Au chapitre macro, Kashkari reprend le ton accommodant de Collins plus tôt cette semaine sur CNBC, en soulignant que la Fed doit réagir au ralentissement de l’économie. Du côté du Trésor américain, une nouvelle adjudication de bons à 10 ans pour un montant de 42 milliards de dollars a lieu hier: elle affiche un rendement légèrement supérieur aux attentes (1,1 point de base) et un ratio de couverture en baisse par rapport à la vente précédente. Elle fait suite à une adjudication décevante de titres à 3 ans mardi. C’est à suivre, il semble que les investisseurs étrangers réduisent leurs achats de dette américaine. Aujourd’hui, ce sont 25 milliards de dollars de bons à 30 ans qui seront mis aux enchères.

Au menu macro-économique de ce jeudi, la décision de la Banque d'Angleterre à la mi-journée (les économistes prédisent une coupe de 25 points de base à 4%), suivie aux Etats-Unis par les nouvelles demandes d'allocations chômage, la productivité hors agriculture, le coût unitaire de la main d'œuvre et les stocks de grossistes.

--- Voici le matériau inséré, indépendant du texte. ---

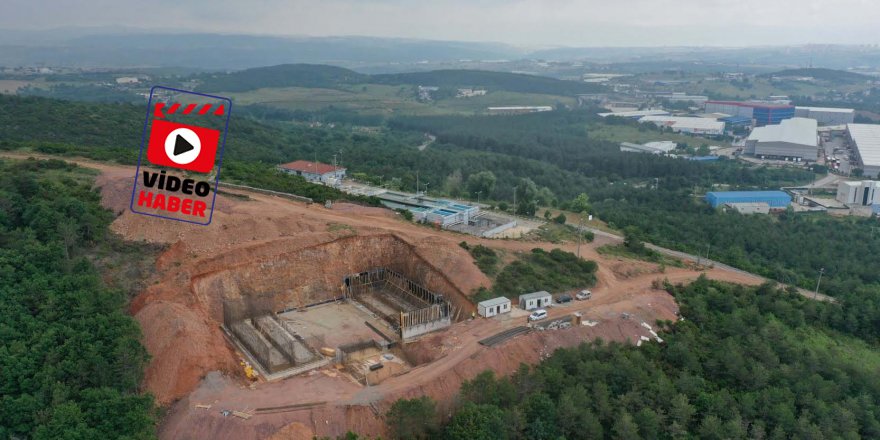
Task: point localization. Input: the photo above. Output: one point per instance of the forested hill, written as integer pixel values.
(285, 75)
(838, 76)
(330, 77)
(746, 363)
(512, 82)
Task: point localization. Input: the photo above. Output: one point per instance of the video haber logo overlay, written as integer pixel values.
(184, 136)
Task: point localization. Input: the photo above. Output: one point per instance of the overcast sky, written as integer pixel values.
(528, 23)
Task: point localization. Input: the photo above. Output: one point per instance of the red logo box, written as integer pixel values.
(182, 146)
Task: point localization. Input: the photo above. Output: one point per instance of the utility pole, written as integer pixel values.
(580, 234)
(514, 200)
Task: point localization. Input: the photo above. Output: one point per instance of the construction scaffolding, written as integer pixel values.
(273, 344)
(410, 308)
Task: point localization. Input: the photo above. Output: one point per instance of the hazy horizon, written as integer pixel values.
(528, 24)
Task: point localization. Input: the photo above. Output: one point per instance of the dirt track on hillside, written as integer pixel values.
(193, 364)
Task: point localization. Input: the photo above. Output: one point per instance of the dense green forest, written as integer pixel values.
(285, 75)
(511, 82)
(745, 362)
(71, 360)
(548, 157)
(552, 271)
(330, 77)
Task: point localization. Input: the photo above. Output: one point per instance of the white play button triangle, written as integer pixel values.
(182, 146)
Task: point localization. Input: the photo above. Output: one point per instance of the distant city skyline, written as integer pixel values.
(523, 23)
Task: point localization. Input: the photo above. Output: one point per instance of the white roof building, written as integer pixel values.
(494, 306)
(826, 115)
(685, 124)
(636, 114)
(865, 138)
(795, 138)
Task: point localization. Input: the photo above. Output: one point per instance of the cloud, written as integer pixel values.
(522, 22)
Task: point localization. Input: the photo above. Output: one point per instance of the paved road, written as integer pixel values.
(708, 262)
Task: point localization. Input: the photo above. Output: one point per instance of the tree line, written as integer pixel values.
(745, 363)
(71, 360)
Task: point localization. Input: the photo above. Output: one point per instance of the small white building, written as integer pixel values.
(535, 300)
(826, 115)
(749, 208)
(494, 306)
(690, 125)
(519, 109)
(864, 193)
(314, 171)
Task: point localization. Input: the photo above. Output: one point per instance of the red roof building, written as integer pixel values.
(312, 170)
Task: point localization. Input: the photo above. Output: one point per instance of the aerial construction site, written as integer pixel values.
(291, 320)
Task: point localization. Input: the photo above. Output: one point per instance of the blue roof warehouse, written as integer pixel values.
(775, 199)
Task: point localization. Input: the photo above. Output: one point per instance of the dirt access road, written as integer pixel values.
(193, 364)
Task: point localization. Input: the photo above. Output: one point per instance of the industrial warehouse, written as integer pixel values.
(826, 115)
(773, 199)
(792, 139)
(761, 113)
(688, 125)
(865, 141)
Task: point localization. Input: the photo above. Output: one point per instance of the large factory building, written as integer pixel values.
(762, 113)
(774, 199)
(865, 140)
(792, 139)
(826, 115)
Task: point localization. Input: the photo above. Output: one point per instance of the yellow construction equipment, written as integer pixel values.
(249, 371)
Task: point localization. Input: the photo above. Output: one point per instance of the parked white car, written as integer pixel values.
(538, 315)
(583, 294)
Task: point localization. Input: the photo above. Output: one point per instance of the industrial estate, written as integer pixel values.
(423, 239)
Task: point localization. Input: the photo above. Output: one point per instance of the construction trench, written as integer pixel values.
(285, 333)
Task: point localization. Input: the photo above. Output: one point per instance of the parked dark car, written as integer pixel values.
(562, 299)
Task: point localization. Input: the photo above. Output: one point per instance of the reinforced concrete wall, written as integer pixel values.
(314, 274)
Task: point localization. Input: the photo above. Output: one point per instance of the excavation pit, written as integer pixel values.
(271, 345)
(408, 307)
(337, 324)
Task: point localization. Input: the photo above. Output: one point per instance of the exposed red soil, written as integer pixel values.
(266, 244)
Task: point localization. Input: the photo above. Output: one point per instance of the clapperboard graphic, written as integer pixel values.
(181, 151)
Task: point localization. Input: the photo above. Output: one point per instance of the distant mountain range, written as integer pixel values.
(323, 76)
(122, 47)
(836, 76)
(215, 51)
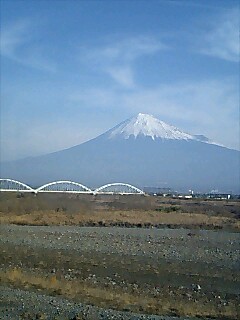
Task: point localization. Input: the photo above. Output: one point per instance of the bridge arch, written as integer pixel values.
(14, 185)
(118, 188)
(64, 186)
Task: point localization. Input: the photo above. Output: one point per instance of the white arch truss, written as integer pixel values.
(64, 186)
(14, 185)
(118, 188)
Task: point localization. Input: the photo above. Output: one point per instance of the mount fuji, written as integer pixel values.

Siemens AG publie des résultats trimestriels conformes aux prévisions, pénalisé par la faiblesse du dollar. Allianz affiche un bénéfice meilleur que prévu au deuxième trimestre et confirme son objectif. Sandoz retrouve le chemin de la croissance. Zurich Insurance améliore sa rentabilité sur six mois. Galenica enregistre une croissance sur six mois. Schindler remporte un contrat pour le métro de Bogota en Colombie. L'Espagne renonce au F-35 de Lockheed-Martin et opte pour l'Eurofighter (BAE Systems, Leonardo, Airbus) ou le SCAF (Dassault Aviation, Indra Sistemas, Airbus). Google (Alphabet) a révélé que des données de certains clients ont été dérobées lors d'une intrusion dans l'un de ses systèmes de base de données Salesforce. Toyota réduit de 16% ses estimations de bénéfice d'exploitation pour l'ensemble de l'année. Suzano affiche des résultats légèrement supérieurs à ses prévisions et relève ses perspectives d'investissement. La Corée du Sud affirme que Samsung et SK Hynix ne seront pas soumis aux droits de douane américains de 100% sur les puces électroniques.

Cette nuit et ce matin en Asie, les indices traitent en hausse hormis le Nifty50 qui perd 0,6%. Tokyo avance de 0,65% à la cloche, Hong Kong monte de 0,58%, Shanghai grappille 0,16% et Séoul gagne 0,92%. Le future SPX prend encore 0,2% et l’Europe ouvre en progrès de 0,2% également. L’or profite de l’affaiblissement du greenback, l’once remonte à 3394 dollars, le pétrole recule pour sa part, le baril de WTI Light Crude revient à 64,80 dollars.